Já foi aqui discutido algumas vezes, ver se daqui a  pouco vejo uma descrição mais detalhada. Mas deixa-me só fazer uma ligeira correcção Aurélio: Ensemble é mais precisamente cada um dos 20 membros de previsão numéricos de um único modelo, neste caso GFS!


----------



## rozzo (21 Set 2009 às 11:36)

vitamos disse:


> Já foi aqui discutido algumas vezes, ver se daqui a  pouco vejo uma descrição mais detalhada. Mas deixa-me só fazer uma ligeira correcção Aurélio: Ensemble é mais precisamente cada um dos 20 membros de previsão numéricos de um único modelo, neste caso GFS!



Cuidado Vitamos! Lá está é ao contrário!!
O ensemble (como o nome diz) não é cada um dos membros, mas sim o produto que é o conjunto dos membros todos!


----------



## Aurélio (21 Set 2009 às 11:37)

vitamos disse:


> Já foi aqui discutido algumas vezes, ver se daqui a  pouco vejo uma descrição mais detalhada. Mas deixa-me só fazer uma ligeira correcção Aurélio: Ensemble é mais precisamente cada um dos 20 membros de previsão numéricos de um único modelo, neste caso GFS!



Um bocado baralhado ... mas acho que já nos entendemos !!
Esquecendo o que significa Ensemble, o que está representado no mapa é aquilo que um determinado modelo gera (neste caso GFS), sob diversas prespectivas, ou seja, é a geração dos 20 membros que o modelo numérico (GFS) gera ..........


----------



## vitamos (21 Set 2009 às 11:39)

rozzo disse:


> Cuidado Vitamos! Lá está é ao contrário!!
> O ensemble (como o nome diz) não é cada um dos membros, mas sim o produto que é o conjunto dos membros todos!



Tens toda a razão *rozzo* mea culpa  A ideia que queria dar era a da confusao habitual entre ENSEMBLE = muitos modelos (def. errada). Daí depois o erro que cometi e pelo qual peço desculpa.


----------



## rozzo (21 Set 2009 às 11:43)

Sim, era só para não se confundir, que acho que já se estava a baralhar um bocado a linguagem e os termos, e a baralhar o rapaz que fez a pergunta inicial! 

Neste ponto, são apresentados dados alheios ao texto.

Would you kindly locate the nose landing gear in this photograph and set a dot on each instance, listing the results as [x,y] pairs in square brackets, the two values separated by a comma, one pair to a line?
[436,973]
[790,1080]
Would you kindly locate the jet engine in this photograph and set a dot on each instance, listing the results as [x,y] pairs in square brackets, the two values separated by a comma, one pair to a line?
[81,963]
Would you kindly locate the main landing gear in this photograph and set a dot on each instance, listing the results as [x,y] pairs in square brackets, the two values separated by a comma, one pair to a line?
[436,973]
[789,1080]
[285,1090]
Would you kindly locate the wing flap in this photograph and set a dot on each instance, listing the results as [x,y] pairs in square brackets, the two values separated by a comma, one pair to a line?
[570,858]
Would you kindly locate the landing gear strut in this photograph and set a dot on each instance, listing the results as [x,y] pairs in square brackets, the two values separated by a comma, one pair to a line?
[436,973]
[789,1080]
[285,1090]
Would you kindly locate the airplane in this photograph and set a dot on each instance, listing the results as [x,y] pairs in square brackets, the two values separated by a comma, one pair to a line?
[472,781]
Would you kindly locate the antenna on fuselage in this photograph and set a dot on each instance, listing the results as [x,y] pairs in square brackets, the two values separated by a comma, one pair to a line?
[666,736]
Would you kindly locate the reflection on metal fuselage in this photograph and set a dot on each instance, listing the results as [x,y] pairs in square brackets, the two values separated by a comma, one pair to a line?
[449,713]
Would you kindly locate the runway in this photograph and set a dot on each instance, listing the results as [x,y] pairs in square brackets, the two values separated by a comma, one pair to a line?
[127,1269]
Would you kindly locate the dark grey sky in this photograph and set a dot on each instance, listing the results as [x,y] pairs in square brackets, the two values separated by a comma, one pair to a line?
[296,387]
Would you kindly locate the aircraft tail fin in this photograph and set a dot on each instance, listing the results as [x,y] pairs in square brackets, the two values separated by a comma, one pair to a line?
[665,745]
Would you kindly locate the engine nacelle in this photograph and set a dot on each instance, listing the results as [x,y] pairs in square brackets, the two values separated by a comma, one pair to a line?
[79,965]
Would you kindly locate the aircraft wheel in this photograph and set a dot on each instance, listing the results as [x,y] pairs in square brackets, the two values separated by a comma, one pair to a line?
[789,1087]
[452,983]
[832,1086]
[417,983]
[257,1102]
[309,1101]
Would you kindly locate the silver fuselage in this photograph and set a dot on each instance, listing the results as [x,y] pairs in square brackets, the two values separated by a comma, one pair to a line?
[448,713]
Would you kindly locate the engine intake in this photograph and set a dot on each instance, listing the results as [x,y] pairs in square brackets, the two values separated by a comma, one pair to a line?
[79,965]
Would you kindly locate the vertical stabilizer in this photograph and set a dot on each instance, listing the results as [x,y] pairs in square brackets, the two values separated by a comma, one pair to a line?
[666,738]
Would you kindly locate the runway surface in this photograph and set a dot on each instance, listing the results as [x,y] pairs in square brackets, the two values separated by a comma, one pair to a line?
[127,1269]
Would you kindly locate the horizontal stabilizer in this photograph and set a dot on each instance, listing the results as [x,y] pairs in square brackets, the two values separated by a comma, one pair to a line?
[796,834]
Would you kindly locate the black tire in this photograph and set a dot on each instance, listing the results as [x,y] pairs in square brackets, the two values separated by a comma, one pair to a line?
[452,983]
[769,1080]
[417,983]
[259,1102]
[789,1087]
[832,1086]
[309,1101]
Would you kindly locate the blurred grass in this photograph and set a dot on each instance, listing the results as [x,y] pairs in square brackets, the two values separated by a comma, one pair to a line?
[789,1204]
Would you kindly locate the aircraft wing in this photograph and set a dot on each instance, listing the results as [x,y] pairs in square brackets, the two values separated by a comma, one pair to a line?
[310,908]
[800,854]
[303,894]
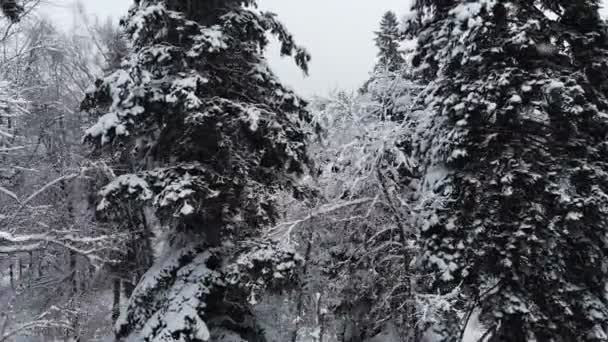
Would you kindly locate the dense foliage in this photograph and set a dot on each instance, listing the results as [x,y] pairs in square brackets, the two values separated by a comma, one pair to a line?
[207,137]
[512,139]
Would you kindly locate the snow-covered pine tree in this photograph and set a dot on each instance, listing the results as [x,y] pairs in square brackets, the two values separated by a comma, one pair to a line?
[512,136]
[12,9]
[213,135]
[387,41]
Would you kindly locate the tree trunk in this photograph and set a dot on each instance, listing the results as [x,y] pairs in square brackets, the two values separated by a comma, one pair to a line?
[116,302]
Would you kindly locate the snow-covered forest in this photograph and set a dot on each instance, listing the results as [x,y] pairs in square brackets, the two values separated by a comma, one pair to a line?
[159,182]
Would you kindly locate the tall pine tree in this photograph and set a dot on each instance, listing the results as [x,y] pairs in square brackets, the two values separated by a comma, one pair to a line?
[387,42]
[12,9]
[512,135]
[212,136]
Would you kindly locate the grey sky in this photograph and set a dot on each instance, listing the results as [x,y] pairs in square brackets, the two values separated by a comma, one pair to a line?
[338,33]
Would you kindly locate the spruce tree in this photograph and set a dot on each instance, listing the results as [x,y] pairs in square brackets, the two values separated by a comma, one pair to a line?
[12,9]
[512,136]
[387,42]
[212,136]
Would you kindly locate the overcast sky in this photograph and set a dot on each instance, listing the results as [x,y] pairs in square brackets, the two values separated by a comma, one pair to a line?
[338,33]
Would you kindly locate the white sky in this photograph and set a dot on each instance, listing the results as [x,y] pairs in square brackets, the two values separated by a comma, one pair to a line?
[338,34]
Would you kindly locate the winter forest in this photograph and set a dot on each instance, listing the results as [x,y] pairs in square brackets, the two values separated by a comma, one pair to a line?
[159,182]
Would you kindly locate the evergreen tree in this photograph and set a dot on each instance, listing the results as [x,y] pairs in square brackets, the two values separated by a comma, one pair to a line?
[212,136]
[387,41]
[11,9]
[512,135]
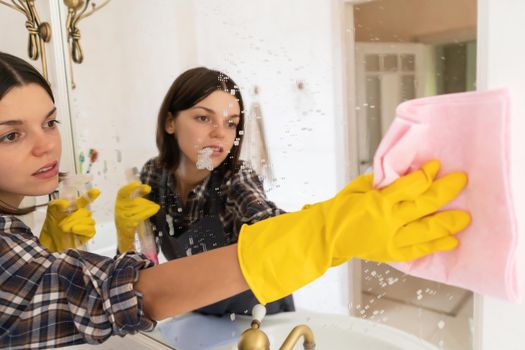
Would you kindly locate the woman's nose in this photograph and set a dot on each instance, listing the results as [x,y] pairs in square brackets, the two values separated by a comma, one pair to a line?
[43,144]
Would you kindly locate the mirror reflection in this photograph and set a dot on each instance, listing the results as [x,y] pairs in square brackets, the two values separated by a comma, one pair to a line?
[404,52]
[296,136]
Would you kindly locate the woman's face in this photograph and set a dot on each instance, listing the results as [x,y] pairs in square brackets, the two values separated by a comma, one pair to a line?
[209,127]
[30,144]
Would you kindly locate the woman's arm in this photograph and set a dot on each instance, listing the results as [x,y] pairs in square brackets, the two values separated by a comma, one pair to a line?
[182,285]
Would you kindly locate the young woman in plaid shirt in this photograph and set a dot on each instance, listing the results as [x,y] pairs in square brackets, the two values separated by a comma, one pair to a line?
[52,299]
[203,208]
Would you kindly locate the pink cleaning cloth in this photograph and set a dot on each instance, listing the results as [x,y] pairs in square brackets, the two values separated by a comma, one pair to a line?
[466,132]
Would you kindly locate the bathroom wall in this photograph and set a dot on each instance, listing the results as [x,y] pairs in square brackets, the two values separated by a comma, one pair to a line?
[501,64]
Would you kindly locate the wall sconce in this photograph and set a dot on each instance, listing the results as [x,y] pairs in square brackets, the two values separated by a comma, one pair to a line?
[39,32]
[77,10]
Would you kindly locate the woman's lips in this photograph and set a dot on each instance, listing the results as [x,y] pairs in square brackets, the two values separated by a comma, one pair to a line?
[47,171]
[216,150]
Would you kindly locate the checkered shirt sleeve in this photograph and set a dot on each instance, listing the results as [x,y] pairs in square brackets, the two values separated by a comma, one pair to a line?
[59,299]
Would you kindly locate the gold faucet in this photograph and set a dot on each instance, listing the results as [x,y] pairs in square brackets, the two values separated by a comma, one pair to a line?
[295,334]
[255,339]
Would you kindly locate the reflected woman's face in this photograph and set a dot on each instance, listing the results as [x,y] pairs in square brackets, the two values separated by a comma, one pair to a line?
[210,125]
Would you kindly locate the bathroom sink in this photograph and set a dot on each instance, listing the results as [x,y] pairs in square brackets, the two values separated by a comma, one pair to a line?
[334,332]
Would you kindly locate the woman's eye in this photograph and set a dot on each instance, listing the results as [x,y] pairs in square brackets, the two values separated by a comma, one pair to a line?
[231,124]
[52,123]
[9,138]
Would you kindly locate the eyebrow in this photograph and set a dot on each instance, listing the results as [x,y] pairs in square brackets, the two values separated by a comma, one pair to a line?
[212,111]
[19,122]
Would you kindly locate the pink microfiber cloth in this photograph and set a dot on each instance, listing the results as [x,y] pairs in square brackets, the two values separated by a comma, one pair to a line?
[466,132]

Como referi, aquele link da explicação/resumo de como os interpretar feita pelo Vince aqui no fórum está óptima: 
http://www.meteopt.com/forum/aprendizagem-formacao/interpretacao-do-diagrama-de-ensemble-3378.html

E já agora uma definição do termo:
*Ensemble Forecast -- Multiple predictions from an ensemble of slightly different initial conditions and/or various versions of models. The objectives are to improve the accuracy of the forecast through averaging the various forecasts, which eliminates non-predictable components, and to provide reliable information on forecast uncertainties from the diversity amongst ensemble members. Forecasters use this tool to measure the likelihood of a forecast. *

(desculpem lá ser em inglês, mas não encontrei uma de jeito em português...)


PS: estamos habituados a ver diagramas de ensemble para cada modelo, em que são corridos muitos membros com condições iniciais diferentes para o mesmo modelo, mas como diz a definição, também há ensembles de outro tipo, em que em vez de diferentes condições iniciais para o mesmo modelo, é comparada a concordância ou não das previsões de diferentes modelos (aliás penso ser esse o princípio principal nas previsões de modelos em ciclones tropicais..)


----------



## Aurélio (21 Set 2009 às 11:47)

rozzo disse:


> Sim, era só para não se confundir, que acho que já se estava a baralhar um bocado a linguagem e os termos, e a baralhar o rapaz que fez a pergunta inicial!
> 
> Como referi, aquele link da explicação/resumo de como os interpretar feita pelo Vince aqui no fórum está óptima:
> http://www.meteopt.com/forum/aprendizagem-formacao/interpretacao-do-diagrama-de-ensemble-3378.html
> ...



Agora sim ... já toda a gente percebeu 
PS: Presumindo que toda a gente entende inglês  (eu pelo menos entendi)


----------



## Snifa (21 Set 2009 às 11:52)

Aurélio disse:


> Hum ... os modelos estão a ficar estranhos



Eu acho esta última run GFS bastante "razoável" em especial para o Centro e Sul...já sabe que o GFS não lida muito bem com estas situações de possível instabilidade, e lá porque o modelo  não coloca precipitação numa determinada  região isso não quer dizer que não ocorra...tenho alguma esperança... o AA tanto tempo naquela posição é favorável! o tempo vai estar bastante quente para a época e isso pode ajudar à instabilidade...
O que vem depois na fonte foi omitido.